Today I stop by one of our local funeral homes, to attend visiting hours for Diane, a member of the Cancer Concern Center support group I used to attend. Diane was a multi-year survivor of breast cancer, but it caught up with her in the end.
I remember her as one of the most welcoming, affirming members of the group – even though she was one of the ones who found it hardest to stop calling me “Reverend,” and simply call me by my name. Some habits are hard to unlearn – especially for someone who grew up attending Catholic school, as she did. As a kid, she’d never have dreamed of calling a priest anything other than “Father,” and that formality carried over to a Protestant pastor like me.
I find I know only a few other people in the room – one other member of the support group, and a couple I know from some other contexts. I explain to Diane’s daughter how I knew her mother from the Cancer Concern Center, and always found her to be a positive, affirming presence. I don’t identify myself as a pastor, just as a member of the support group.
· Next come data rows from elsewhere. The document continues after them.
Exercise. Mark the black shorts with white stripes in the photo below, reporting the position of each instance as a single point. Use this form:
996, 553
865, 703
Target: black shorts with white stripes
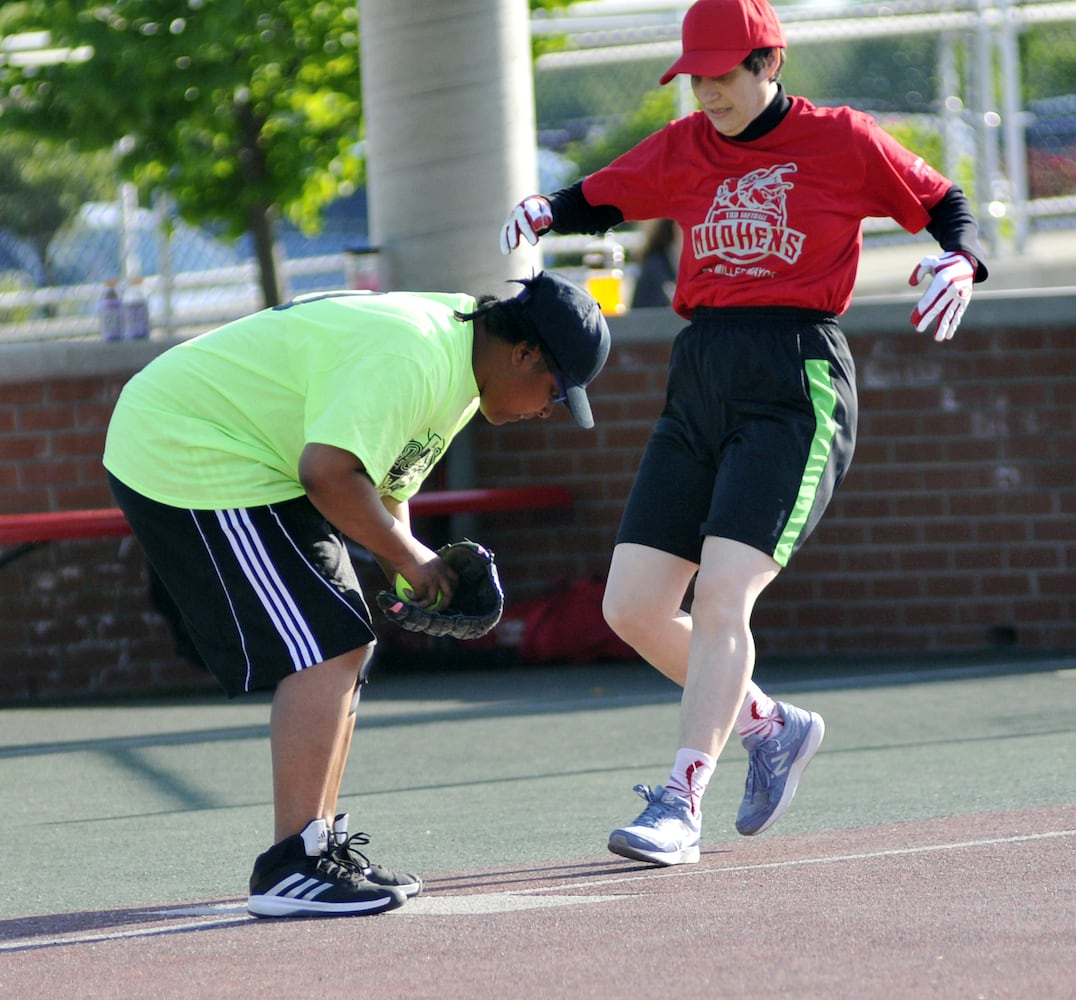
264, 591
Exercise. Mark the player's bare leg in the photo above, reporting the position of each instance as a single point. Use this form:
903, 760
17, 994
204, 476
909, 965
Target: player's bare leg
310, 734
642, 606
721, 656
711, 653
311, 713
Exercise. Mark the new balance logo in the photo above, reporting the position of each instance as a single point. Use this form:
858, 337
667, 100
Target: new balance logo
780, 762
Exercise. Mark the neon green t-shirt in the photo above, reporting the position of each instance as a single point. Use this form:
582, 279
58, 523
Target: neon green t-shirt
221, 420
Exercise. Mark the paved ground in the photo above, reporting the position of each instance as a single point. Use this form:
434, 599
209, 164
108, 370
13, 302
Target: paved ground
929, 851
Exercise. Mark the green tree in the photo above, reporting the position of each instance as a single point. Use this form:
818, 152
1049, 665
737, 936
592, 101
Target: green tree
238, 110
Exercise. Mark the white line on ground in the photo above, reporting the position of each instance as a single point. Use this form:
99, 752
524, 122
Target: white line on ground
227, 914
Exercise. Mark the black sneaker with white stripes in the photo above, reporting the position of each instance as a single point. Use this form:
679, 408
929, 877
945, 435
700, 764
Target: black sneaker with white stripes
299, 877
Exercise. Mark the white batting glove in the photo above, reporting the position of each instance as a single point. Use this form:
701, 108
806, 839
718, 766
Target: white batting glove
948, 294
527, 221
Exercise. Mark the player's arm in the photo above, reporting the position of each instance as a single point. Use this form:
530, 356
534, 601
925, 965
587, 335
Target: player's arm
564, 211
338, 486
954, 227
948, 278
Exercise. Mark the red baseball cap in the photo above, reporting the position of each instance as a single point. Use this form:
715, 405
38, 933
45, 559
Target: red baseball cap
719, 34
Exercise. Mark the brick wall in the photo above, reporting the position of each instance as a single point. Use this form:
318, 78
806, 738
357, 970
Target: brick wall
956, 529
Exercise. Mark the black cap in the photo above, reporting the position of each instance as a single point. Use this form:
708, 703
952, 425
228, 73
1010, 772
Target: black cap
567, 323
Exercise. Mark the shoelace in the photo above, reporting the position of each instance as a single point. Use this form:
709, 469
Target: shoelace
348, 851
337, 867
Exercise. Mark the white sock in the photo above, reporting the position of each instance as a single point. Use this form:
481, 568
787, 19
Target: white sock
690, 775
759, 715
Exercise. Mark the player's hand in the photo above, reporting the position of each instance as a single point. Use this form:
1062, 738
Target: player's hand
948, 294
527, 221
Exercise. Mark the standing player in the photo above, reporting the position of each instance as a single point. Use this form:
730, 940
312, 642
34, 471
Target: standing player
759, 424
242, 460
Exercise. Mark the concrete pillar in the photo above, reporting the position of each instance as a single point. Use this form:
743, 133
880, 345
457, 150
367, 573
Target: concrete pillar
448, 96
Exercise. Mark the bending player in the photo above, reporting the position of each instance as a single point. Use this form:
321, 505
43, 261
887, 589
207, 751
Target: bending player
243, 459
760, 419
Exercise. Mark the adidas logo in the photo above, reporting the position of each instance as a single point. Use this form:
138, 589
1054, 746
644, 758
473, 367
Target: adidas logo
297, 886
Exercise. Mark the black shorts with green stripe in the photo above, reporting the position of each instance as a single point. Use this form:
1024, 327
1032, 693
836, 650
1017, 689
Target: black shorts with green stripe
756, 434
263, 591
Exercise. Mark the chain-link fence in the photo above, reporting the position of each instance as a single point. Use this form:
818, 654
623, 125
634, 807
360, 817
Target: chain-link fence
985, 90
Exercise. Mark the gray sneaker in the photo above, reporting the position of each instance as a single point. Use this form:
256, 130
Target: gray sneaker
665, 832
775, 765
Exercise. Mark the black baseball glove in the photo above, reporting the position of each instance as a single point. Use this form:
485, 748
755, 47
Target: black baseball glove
476, 606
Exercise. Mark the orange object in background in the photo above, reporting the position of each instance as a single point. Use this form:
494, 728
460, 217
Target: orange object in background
605, 275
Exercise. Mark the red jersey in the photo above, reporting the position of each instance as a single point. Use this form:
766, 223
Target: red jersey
776, 221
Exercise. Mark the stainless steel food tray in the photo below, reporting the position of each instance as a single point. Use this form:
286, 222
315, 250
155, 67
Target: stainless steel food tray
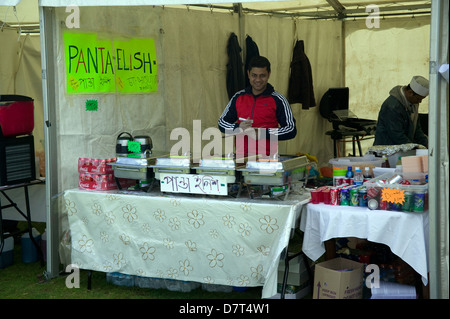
287, 169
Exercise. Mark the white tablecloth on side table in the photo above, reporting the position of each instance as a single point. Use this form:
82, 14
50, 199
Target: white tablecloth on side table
223, 241
405, 233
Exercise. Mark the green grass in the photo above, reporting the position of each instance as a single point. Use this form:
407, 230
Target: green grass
27, 281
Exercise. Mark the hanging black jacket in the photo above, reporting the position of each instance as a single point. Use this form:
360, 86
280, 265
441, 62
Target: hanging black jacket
300, 81
235, 72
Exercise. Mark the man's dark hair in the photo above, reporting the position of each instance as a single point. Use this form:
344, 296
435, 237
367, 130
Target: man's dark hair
259, 62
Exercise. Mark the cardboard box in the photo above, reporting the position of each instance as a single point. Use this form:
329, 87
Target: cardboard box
338, 278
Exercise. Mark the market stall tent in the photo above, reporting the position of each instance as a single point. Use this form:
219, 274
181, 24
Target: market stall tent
191, 80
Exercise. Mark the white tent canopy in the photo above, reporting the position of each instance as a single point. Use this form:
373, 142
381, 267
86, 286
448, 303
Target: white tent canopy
191, 78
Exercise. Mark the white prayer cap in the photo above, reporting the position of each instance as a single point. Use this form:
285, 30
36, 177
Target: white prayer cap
419, 85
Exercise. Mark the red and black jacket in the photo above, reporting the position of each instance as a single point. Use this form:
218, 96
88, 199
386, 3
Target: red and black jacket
269, 110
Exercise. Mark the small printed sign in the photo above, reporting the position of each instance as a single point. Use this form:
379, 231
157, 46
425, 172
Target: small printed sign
193, 184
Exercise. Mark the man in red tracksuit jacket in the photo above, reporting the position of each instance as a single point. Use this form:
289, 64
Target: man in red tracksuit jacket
258, 113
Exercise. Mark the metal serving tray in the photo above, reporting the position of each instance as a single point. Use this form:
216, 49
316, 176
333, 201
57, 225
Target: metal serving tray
286, 169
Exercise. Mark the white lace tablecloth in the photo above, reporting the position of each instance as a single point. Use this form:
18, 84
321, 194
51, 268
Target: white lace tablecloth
223, 241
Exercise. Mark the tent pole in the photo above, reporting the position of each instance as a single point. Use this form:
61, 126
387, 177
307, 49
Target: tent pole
438, 152
238, 8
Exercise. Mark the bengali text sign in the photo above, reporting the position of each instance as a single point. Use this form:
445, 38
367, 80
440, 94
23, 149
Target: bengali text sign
96, 65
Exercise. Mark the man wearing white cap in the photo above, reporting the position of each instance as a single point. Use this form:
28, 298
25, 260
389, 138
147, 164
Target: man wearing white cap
398, 117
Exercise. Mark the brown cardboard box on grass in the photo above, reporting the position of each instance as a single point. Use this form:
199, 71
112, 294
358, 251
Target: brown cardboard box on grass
338, 278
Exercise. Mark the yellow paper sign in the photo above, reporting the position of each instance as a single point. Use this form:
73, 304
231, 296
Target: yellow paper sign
96, 65
393, 195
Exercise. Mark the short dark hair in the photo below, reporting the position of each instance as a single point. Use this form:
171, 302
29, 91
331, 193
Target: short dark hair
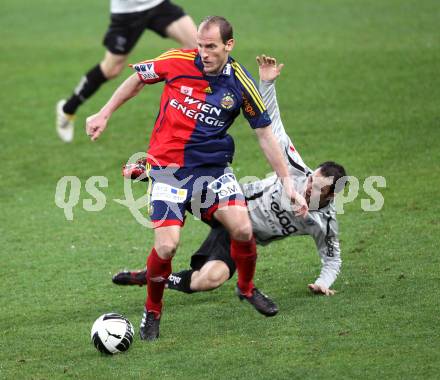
332, 169
224, 25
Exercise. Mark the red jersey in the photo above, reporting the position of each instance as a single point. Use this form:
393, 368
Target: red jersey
196, 110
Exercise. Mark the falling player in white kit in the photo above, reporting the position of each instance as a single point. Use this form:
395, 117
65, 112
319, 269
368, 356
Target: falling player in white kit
271, 214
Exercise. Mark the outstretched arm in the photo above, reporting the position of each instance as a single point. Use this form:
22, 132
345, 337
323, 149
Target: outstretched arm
269, 71
97, 123
272, 151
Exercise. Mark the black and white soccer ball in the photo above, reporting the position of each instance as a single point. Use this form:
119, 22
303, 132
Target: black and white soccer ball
112, 333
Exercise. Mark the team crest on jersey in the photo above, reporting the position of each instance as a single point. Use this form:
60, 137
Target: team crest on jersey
165, 192
185, 90
146, 70
227, 101
227, 69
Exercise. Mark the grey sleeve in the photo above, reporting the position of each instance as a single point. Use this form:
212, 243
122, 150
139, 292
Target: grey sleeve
267, 89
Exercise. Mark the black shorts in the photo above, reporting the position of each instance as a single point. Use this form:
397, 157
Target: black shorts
217, 246
126, 28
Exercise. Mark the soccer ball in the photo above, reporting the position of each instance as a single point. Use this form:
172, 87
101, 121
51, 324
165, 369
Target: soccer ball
112, 333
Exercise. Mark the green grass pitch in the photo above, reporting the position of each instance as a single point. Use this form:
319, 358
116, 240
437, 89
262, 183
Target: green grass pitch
361, 86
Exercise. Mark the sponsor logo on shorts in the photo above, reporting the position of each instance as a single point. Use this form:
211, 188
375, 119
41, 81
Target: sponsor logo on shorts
164, 192
248, 107
225, 186
146, 70
174, 279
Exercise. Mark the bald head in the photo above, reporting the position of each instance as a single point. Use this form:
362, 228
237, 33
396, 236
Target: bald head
223, 25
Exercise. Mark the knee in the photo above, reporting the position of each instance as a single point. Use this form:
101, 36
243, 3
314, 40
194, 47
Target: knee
242, 232
166, 250
217, 278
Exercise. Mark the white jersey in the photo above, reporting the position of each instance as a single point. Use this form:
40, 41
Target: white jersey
271, 214
131, 6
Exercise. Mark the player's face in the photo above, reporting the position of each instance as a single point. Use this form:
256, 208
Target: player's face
212, 50
318, 190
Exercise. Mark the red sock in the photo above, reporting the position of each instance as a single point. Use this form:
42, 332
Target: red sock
157, 274
244, 254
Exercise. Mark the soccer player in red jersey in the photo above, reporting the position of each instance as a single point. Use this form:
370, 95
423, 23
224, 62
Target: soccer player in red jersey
189, 153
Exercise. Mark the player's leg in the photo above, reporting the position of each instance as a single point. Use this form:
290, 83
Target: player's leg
212, 275
243, 248
169, 20
244, 253
203, 274
166, 240
121, 36
183, 31
211, 265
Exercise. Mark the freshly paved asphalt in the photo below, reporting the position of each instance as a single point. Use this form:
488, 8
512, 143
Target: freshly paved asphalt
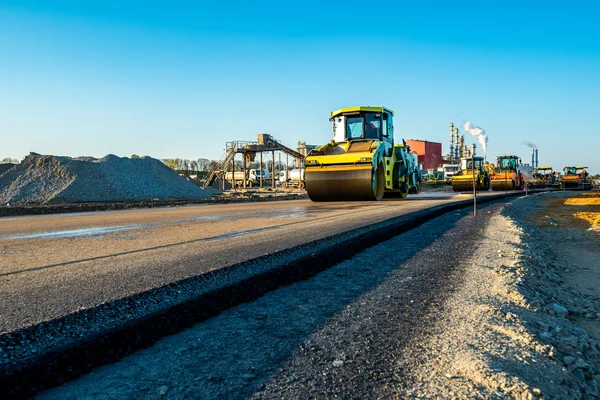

There’s no casket present – must have been a cremation. I walk over and take a gander at the photo collages. There are several of these, jam-packed with snapshots of a smiling Diane with family and friends I’ve never met.
I feel a little out of place. I knew Diane from such a narrow segment of her life – the support group – and from a time when she wasn’t feeling her best. These are images of a life that was rich and full, until cancer burst in and overturned the game board, scattering the playing-pieces.
Still, I felt I ought to come. Diane was a fellow member of the cancer underground. I want to honor her memory.
As I lean close to the displays of photos, I feel a twinge of survivor’s guilt. Why her and not me? There’s no answer to that question. Why ask why?